In reality, though, liberal interventionists were never as shaken by the lessons of Iraq as was commonly supposed. Anyone doubting this need only look at the extraordinary mobilization for some sort of humanitarian and human rights-based intervention in Darfur in 2005 and 2006. This movement included a number of figures who now occupy important positions in Barack Obama's administration, notably Susan Rice, now U.S. permanent representative to the United Nations, and Samantha Power, now senior director for multilateral affairs at the National Security Council, and who are generally assumed to have played an important role (if not quite the central one sometimes attributed to them) in persuading Obama to intervene in Libya. Nothing is wrong with intervention, it seems (just as there is nothing wrong with drone strikes), just as long as it is done by good U.N.-loving, multilateralism-oriented Democrats from the coasts, rather than by ignorant, war-worshipping, vulgarly nationalistic Republicans from flyover country.

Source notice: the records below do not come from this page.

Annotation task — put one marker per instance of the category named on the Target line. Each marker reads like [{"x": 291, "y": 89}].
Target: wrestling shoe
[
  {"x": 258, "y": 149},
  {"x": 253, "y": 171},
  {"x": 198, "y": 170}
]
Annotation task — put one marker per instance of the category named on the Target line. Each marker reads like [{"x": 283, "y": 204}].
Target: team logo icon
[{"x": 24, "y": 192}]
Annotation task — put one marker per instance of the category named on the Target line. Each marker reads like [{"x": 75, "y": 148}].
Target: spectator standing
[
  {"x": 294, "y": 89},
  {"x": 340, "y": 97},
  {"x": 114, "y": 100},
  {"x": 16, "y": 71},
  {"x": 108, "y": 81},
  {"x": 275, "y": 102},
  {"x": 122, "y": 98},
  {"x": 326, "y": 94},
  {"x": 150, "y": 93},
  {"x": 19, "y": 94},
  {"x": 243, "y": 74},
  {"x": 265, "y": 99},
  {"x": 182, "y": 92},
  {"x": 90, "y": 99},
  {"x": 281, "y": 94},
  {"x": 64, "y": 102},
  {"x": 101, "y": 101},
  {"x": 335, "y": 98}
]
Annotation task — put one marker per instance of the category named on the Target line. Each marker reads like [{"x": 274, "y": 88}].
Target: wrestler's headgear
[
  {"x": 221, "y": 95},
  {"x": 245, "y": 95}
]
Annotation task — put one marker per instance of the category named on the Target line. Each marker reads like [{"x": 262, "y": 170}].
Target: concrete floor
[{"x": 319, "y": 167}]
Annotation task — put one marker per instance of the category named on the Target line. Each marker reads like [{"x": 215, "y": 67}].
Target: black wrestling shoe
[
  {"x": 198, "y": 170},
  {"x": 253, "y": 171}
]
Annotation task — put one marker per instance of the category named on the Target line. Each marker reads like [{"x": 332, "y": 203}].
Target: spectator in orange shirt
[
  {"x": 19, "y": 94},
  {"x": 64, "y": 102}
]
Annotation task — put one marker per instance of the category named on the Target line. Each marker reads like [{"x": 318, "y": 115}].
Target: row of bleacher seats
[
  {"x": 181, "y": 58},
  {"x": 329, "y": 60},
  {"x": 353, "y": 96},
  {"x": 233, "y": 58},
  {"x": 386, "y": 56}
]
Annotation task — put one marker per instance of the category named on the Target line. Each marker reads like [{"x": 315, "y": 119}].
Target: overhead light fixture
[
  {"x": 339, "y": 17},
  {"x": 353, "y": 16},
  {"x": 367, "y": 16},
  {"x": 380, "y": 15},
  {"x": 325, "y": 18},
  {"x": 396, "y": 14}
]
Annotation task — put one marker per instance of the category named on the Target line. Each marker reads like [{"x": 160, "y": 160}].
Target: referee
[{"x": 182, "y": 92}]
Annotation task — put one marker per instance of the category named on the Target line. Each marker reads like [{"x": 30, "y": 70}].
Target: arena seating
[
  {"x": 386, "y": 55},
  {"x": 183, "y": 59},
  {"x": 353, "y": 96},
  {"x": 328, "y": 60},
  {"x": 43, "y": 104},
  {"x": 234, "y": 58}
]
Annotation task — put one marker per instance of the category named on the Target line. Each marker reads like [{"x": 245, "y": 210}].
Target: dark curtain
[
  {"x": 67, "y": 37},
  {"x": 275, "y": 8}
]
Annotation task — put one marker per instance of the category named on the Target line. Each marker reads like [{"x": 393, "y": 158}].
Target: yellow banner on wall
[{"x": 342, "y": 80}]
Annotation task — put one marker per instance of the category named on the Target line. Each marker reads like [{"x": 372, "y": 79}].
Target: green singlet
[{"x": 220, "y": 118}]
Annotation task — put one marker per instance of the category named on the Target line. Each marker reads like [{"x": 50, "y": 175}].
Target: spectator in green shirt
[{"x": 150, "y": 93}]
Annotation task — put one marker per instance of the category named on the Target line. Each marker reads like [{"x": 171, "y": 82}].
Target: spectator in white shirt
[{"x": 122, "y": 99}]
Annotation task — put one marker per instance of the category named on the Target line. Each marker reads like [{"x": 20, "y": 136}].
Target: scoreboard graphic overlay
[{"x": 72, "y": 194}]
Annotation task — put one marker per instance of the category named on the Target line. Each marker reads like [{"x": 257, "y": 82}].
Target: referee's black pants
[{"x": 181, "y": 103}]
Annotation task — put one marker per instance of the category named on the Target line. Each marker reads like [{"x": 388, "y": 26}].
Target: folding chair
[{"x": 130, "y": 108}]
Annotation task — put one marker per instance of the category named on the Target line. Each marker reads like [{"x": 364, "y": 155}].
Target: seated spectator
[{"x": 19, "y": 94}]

If anything, liberal interventionists now seem to feel they have the wind at their backs because of the acceptance by the United Nations of the so-called "responsibility to protect" (R2P) doctrine, which has been widely touted -- including by many of the most important human rights organizations that are often at odds with U.S. government policy (notably Human Rights Watch and Amnesty International, and some of their most important funders, notably George Soros's Open Society Foundations network) -- as resolving many of the ethical and operational problems that accompanied previous iterations of humanitarian intervention. In the words of Professor Anne-Marie Slaughter of Princeton University, who, until last year, was head of policy planning at the U.S. State Department, "R2P is a foundation for increased peace and respect for human rights over the long term, [and] each time it is invoked successfully to authorize the prevention of genocide, crimes against humanity, grave and systematic war crimes, and ethnic cleansing as much as the protection of civilians from such atrocities once they are occurring, it becomes a stronger deterrent against the commission of those acts in the first place."
Like so many of the fundamental assumptions of the human rights movement, there is something quasi-religious about all this. Writing recently on this site, Gareth Evans, the former Australian foreign minister who is one of the principal intellectual and institutional architects of R2P, argued that over the past decade there is "universal agreement that state sovereignty is not a license to kill." He concedes that the Russian and Chinese veto of the Security Council's Syria resolution demonstrates that "for every two steps forward on R2P there is usually a step back" -- but Evans quickly dispenses with this caveat. He quotes U.N. Secretary-General Ban Ki-moon, noting that henceforth the global debate will be about "how, not whether, to implement the responsibility to protect."